I usually save this one for right before Christmas vacation or spring break. We take 3 classes to watch & enjoy the film and after the break, we watch it again looking for the information in the package. I find that only my strong students can watch and look for the info at the same time.

Before watching the movie, I talk about the troubles they had with the shark and how little they ended up using it in the film. They had to then make a thriller by using different techniques & through the characters rather than visuals. Many don’t know that the “dah-da-dah-dah” music comes from Jaws. They all know it though. We talk about how to develop characters, how to make suspense, what makes a good scary movie…

When I mark this assignment, I mark each section on its own (setting, foreshadowing, characterization…) as it is a big assignment and takes a lot of time.

Some background on the films problems.

The laundry list of problems was numerous. The film was to have been made on a shoestring budget, which soon escalated to $12 million. It was to be made in 51 days, which ballooned to 155 (still long by today’s standards). The mechanical shark that was constructed, at an enormous expense to the production, was inexplicably never tested for use in the water. Upon this fabricated monster’s first day on set in the waters of Martha’s Vineyard it sank to the bottom of the harbor (a team of divers were forced to go to the bottom of the waters to retrieve it). The shark itself, when it did work, was still marred by mechanical breakdowns on set that caused Spielberg many assumed sleepless nights and his own thoughts of possible firing by Universal Pictures. Author Peter Benchley (who wrote the book that the movie is based on) was booted off the set for disapproving of the film’s climax, and to add fuel to an already huge fire, actors Robert Shaw and Richard Dreyfuss argued constantly and bitterly.

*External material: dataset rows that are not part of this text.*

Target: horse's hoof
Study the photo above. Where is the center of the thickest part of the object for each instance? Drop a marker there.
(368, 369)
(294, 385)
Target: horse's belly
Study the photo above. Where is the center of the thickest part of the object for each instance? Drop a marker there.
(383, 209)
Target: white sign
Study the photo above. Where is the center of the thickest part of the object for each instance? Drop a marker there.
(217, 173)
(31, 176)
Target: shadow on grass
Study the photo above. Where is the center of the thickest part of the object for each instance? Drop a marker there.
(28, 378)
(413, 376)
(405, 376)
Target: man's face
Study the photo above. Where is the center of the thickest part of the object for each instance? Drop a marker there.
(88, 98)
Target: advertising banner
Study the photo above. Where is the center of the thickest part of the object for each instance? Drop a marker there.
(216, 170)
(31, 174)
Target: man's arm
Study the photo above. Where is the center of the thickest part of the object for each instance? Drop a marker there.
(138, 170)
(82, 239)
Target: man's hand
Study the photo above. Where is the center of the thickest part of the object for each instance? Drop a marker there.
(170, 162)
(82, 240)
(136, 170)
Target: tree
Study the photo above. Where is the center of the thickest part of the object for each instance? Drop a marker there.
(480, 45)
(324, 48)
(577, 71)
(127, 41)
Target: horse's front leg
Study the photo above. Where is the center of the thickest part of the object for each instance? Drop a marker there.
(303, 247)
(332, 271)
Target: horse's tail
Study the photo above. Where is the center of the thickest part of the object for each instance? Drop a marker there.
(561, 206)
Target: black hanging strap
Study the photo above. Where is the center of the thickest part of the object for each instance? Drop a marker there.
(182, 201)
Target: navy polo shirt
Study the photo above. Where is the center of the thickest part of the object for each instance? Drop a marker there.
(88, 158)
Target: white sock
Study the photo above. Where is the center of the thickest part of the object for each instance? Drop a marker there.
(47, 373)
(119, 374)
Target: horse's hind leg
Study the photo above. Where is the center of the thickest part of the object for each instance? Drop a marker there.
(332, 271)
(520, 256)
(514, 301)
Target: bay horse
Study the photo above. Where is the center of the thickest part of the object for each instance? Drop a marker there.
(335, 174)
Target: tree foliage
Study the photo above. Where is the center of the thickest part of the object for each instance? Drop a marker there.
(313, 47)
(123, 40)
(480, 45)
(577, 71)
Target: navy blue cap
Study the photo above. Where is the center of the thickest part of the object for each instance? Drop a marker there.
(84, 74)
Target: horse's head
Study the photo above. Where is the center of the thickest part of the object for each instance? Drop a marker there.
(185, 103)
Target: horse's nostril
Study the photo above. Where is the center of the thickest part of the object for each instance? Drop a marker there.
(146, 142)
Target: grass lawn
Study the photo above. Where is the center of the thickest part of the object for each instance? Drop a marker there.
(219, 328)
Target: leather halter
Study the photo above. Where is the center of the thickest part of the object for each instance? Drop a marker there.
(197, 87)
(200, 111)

All things considered, it was incredible that the film was finished altogether in one piece, and with the final product being what it was it's clear that Spielberg solidified himself as a director of intuitiveness, inventiveness, courage, wit, and obsessive perseverance. To his own admission, Spielberg has often credited the film’s overall success as an edge-of-your seat thriller by the production’s own shortcomings. When you ponder it even modestly, the JAWS of 1975 would have never been made the same way today and with the same level of visceral effect. “Mother of invention” (a industry euphemism for “nothing that we wanted to work worked so we took shortcuts) is so indicative of every frame of JAWS. There is no doubt that modern advances in CG technology and visual effects could have made JAWS a fundamentally easier film to make. On the other hand, polished visuals would have lead to an abundance of glorified shark visuals that would have completely undermined why JAWS worked. JAWS is scary by what you don’t see, not by what you do see.

Yes, we do see the shark from time to time, but they are mostly is discreet, expertly timed, and chaotic glimpses here and there. In actuality, after you sit through its 118 minutes, it's completely stunning just how little you see of the shark in JAWS. It makes no appearance until the 90 minute mark in true full form, but by that time the film has generated enough faultless scares to the point where seeing the actual shark becomes almost an afterthought. The lack of a presence of the shark reveals an important lesson in terror that modern films, with their bloated and in-your face MTV-inspired visuals, lack altogether. We are terrified and scared by the thought of the creature, not by seeing it every five minutes. Modern directors like M. Night Shyamalan impeccably know this principle, which is evident in his brilliant 2000 work SIGNS, but too many contemporary films are made for viewers with some sort of attention deficit disorder. Most studio executives would have never let JAWS be released today and that sort of reflects the general malaise I have about the cinema now. I respect this film’s artifice more than most of the visually opulent works that are released now. Creating a shark would be easier today, but Spielberg’s team had to make it with old-fashioned hydraulics, mechanics, animatronics, and blue screen work.